Across 21 days, the number of results per day per assay ranged from 23 ±4 (uric acid) to 75 ±21 (electrolytes). Qualifying results (results within the reference range) ranged from 70 ± 6 % (LDH) to 99 ± 1 % (Cl). Seven analytes had CV-PRA < CV-LQC (analyte, CV%): albumin, 1.25%; Ca, 0.67%; Cl, 0.62%; CO2, 1.13%; creatinine, 3.44%; K, 1.14%; Na, 0.65%. The remainder did not meet this criterion: ALP, 3.7%; ALT, 5.2%; AST, 5.1%; BUN, 4.6%; glucose, 1.4%; LDH, 2.0%; Mg, 1.4%; P, 2.5%; protein, 0.9%; TBIL, 6.1%; uric acid, 4.3%. Among the seven analytes for which CV-PRA < CV-LQC, probability (P) of shift detection by LQC for circumstances as described in Methods (LQC P = 0.5) was increased substantially by inclusion of PRA (analyte, shift in analyte concentration, P): CO2, ±1.07 mmol/L, 0.97; creatinine, ±0.099 mg/dL, 0.93; albumin, ±0.126 g/dL, 0.85; Ca, ±0.14 mg/dL, 0.80; K, ±0.097 mmol/L, 0.76; Cl, ±1.24 mmol/L, 0.74; Na, ±1.48 mmol/L, 0.68.

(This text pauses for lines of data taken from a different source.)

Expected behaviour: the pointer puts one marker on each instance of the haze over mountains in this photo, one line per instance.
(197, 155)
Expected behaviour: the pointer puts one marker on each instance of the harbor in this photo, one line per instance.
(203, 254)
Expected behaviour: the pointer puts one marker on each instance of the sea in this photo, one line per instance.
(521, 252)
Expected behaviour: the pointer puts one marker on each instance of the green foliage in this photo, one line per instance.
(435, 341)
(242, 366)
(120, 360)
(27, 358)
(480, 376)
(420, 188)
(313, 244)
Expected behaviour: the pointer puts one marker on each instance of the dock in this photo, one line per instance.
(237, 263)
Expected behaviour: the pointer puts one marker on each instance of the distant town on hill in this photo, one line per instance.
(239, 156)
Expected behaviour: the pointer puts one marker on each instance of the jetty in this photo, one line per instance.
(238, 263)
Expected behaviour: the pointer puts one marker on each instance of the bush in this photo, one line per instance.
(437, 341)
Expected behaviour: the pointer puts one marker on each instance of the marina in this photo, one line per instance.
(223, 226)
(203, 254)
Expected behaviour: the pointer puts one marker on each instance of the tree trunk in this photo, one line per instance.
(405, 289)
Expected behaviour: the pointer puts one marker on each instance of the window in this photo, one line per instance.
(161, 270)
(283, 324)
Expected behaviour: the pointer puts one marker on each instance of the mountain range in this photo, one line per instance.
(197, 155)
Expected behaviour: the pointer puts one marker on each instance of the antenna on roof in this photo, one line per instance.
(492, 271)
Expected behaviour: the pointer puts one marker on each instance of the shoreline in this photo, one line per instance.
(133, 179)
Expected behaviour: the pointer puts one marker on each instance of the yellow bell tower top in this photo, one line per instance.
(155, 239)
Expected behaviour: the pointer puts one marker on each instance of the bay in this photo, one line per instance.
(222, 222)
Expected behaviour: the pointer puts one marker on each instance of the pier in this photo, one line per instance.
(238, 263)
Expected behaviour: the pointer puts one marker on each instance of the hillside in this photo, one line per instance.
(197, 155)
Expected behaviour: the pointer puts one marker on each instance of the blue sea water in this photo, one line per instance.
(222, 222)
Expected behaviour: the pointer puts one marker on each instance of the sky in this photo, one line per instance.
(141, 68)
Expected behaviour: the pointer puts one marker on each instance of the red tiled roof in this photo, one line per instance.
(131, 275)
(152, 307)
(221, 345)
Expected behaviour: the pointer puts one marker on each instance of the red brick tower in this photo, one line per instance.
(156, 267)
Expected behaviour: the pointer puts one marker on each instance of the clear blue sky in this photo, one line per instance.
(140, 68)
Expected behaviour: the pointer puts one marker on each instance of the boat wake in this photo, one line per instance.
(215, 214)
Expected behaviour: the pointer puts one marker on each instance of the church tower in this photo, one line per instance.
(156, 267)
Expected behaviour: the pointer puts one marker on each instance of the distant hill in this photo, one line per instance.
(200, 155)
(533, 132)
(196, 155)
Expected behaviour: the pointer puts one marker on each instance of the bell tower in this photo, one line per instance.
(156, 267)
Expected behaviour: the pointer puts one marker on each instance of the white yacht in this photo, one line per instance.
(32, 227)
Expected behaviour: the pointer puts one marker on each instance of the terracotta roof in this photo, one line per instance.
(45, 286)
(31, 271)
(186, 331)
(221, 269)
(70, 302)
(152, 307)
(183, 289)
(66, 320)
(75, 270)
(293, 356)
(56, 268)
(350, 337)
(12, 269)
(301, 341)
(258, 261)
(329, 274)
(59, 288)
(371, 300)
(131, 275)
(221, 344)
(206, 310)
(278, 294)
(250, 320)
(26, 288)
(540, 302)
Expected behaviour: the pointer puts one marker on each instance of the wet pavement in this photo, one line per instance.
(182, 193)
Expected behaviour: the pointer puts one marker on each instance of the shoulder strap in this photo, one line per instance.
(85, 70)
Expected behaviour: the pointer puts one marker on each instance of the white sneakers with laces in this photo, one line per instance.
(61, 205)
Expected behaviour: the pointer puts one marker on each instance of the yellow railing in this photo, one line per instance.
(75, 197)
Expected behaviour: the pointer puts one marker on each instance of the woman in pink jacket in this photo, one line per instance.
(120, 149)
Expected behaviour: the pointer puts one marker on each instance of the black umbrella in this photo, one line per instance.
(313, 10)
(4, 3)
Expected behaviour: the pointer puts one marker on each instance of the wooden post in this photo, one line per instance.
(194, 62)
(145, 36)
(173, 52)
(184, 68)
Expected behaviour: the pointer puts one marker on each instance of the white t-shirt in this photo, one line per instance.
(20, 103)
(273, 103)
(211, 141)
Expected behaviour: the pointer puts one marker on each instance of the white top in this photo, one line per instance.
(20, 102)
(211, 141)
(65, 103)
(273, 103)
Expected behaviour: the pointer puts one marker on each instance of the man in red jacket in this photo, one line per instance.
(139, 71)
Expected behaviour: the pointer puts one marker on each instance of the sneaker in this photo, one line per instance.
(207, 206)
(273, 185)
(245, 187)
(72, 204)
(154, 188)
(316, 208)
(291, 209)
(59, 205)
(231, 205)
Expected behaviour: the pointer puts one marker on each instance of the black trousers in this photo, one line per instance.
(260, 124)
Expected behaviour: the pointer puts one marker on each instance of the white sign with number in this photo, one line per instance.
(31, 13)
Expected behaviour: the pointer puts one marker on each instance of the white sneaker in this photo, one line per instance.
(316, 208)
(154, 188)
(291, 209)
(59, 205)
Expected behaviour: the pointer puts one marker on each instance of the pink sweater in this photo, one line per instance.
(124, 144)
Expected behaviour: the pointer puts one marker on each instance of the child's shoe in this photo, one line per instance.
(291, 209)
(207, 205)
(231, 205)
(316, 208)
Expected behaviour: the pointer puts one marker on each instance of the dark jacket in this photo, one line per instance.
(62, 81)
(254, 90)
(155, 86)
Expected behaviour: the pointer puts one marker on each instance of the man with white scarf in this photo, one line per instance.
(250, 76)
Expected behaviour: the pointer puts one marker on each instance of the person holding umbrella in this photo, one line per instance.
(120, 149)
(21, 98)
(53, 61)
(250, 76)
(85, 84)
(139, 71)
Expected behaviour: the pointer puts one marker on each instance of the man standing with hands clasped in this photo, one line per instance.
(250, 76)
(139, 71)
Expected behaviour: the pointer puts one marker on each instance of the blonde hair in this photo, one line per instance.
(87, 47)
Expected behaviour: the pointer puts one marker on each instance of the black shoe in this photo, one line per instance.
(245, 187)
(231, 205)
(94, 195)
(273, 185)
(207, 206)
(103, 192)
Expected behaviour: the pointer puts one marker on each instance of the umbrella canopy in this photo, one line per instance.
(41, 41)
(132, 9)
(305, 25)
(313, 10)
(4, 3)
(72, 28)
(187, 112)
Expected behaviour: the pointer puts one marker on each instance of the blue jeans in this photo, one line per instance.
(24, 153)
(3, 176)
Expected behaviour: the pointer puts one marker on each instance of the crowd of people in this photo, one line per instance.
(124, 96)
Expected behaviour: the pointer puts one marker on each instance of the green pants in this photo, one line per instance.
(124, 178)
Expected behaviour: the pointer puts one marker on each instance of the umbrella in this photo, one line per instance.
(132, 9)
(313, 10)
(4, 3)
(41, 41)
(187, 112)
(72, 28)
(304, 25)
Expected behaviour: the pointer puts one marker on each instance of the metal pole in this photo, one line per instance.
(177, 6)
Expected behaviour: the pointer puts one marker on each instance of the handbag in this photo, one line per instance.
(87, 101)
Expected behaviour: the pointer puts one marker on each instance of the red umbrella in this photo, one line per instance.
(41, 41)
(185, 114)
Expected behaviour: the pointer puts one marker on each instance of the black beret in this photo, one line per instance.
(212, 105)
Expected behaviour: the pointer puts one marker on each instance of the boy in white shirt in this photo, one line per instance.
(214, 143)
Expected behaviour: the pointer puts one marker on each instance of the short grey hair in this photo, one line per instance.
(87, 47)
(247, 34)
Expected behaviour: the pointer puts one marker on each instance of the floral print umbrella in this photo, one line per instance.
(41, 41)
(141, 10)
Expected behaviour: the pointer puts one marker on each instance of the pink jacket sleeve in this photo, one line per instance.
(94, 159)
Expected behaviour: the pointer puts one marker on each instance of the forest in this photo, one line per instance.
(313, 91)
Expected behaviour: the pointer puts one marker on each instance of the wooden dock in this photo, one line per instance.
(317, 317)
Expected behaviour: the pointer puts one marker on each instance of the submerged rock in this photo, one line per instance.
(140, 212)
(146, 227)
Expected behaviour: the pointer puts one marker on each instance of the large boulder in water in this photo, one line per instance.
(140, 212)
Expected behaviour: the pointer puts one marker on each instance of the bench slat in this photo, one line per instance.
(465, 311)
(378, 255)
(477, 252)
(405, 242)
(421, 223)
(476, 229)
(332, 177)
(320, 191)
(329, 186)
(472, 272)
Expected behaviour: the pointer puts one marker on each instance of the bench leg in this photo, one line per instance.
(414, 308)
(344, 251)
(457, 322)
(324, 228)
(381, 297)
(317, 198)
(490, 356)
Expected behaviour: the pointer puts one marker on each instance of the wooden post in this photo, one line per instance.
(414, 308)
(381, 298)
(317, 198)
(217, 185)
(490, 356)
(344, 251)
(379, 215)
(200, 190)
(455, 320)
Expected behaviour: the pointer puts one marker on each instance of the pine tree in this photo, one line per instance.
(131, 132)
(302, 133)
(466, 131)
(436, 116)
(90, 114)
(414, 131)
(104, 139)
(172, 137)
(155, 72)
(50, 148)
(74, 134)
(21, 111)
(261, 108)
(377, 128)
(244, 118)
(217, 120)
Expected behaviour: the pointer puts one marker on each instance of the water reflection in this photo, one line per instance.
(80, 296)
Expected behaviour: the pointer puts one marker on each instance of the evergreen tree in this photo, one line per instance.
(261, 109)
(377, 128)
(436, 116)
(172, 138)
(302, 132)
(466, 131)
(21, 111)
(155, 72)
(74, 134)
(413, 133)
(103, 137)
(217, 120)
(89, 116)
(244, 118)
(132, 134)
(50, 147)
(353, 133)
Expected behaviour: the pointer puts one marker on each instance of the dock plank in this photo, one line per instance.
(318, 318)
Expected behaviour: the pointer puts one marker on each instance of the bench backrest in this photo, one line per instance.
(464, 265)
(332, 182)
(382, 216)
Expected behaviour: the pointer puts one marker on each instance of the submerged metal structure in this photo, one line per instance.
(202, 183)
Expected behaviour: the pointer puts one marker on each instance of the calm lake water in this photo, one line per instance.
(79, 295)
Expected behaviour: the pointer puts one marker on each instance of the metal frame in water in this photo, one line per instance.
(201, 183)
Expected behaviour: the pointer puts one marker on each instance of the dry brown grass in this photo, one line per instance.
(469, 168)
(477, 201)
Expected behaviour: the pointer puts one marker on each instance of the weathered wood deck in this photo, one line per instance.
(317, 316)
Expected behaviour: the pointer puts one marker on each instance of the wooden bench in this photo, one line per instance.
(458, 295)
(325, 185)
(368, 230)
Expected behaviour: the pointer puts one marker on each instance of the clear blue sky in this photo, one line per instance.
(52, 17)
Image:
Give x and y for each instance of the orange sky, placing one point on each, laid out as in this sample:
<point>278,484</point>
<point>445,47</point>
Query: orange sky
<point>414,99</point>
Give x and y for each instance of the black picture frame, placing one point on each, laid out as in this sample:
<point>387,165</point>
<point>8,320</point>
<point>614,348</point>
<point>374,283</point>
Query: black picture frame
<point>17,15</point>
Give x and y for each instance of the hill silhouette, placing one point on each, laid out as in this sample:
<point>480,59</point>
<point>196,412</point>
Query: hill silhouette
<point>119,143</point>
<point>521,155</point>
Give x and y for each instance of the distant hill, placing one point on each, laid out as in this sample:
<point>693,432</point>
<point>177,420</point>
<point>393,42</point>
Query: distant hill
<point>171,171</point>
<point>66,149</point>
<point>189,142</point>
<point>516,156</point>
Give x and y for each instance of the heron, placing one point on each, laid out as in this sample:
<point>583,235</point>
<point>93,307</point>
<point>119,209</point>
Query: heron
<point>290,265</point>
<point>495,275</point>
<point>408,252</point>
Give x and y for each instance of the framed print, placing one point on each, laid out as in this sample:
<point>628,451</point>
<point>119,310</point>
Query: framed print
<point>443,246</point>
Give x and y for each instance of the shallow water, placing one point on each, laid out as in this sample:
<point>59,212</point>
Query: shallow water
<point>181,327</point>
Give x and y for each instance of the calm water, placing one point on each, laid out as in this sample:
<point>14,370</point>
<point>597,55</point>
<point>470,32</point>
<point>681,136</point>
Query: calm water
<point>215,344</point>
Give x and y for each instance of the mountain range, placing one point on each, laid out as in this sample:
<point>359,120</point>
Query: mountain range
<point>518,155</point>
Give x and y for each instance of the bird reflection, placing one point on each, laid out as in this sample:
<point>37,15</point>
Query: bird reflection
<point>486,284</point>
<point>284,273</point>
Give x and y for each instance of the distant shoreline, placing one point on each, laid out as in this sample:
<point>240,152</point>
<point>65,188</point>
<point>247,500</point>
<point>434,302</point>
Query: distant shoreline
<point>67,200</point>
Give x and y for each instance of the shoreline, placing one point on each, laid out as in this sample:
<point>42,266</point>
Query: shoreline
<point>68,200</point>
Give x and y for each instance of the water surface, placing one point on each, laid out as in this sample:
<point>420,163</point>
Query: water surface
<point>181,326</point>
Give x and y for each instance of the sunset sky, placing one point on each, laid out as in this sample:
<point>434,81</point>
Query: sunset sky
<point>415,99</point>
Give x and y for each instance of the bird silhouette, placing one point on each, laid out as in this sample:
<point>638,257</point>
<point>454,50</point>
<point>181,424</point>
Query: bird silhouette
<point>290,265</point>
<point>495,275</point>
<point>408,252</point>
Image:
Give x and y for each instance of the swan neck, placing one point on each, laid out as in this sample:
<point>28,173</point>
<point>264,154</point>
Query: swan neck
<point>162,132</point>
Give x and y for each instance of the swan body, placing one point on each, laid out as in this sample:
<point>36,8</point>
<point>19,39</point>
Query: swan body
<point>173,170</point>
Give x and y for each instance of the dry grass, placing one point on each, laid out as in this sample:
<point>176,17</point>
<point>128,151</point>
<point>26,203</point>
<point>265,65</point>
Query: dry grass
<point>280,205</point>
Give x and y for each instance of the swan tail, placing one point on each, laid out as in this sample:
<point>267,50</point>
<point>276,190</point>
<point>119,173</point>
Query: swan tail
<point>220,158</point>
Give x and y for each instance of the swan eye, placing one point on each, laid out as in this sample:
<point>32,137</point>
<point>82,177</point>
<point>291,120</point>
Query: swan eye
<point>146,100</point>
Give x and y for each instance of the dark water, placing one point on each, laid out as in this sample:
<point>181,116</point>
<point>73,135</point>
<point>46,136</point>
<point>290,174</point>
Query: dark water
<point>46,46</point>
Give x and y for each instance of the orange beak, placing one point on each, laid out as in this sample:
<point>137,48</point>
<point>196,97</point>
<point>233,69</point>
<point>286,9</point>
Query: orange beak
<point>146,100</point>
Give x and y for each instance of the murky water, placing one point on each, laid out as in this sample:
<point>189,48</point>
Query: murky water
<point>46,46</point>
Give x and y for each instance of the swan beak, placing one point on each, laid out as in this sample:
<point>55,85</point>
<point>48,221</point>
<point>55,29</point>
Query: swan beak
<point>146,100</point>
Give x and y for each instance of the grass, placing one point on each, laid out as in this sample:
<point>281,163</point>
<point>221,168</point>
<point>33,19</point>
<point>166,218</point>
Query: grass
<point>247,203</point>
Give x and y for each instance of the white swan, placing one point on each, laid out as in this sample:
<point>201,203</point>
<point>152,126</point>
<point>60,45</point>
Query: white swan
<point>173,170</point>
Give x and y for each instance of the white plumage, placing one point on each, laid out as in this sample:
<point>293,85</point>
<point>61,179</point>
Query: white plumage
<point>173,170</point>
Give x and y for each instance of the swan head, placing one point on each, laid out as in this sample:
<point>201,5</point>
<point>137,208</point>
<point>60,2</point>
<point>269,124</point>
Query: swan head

For 7 analytes, daily PRA demonstrated CVs less than those for LQC. For these analytes, calculations demonstrated that daily PRA can increase probability of detection of small results shifts when used as an adjunct to LQC. Daily PRA is a simple and essentially cost-free form of PBQC that may be useful for certain analytes in part-time laboratory settings.